One of the first validations to perform is to check whether the fiscal year has been closed.
Next, you must compare the report data with the actual system entries.
Your investigation should depend on the source of the discrepancy:
- If the issue is with clients, check the client account statement
- If it’s with suppliers, check the supplier account statement
- If it’s with banks, check the bank reconciliation
- And so on
🧪 Practical Example
Report: Account Summary
Line Item: Client Debts
- Report for Dec/2021: €3,000
- Client statement from 01/01/2021 to 31/12/2021: €2,750
🔎 Step 1 – Narrow down the discrepancy
Analyze the report month by month until you identify the exact period where the difference appears.
- Report for Jan/2021: €5,000
- Client statement from 01/01/2021 to 31/01/2021: €5,035
➡ The difference already exists in January, so the error lies before this period.
Let’s now review year 2020:
- Report for Dec/2020: €1,500
- Client statement from 01/01/2020 to 31/12/2020: €700
➡ The discrepancy persists. If there are no previous entries, the error is likely in the opening document (usually in journal X).

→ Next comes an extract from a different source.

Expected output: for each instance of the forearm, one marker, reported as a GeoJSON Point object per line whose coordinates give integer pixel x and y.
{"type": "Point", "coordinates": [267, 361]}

🛠️ Step 2 – Correct the opening document
- Open the document via
Accounting > Accounting Documents
- In the Account Statement tab, click a line to view the totals
- In the Details tab, validate whether account 2111 matches the expected total
- If not, adjust:
- Update the debit in account 2111
- And the offsetting account (e.g.,
Retained Earnings
for opening balances)
✅ Step 3 – Reopen and close the fiscal year
After saving:
- Reopen and reclose the fiscal year
- Re-run the report — the values should now be correct
⚠️ Recommendation: Perform regular reconciliations and checks to prevent the accumulation of accounting errors.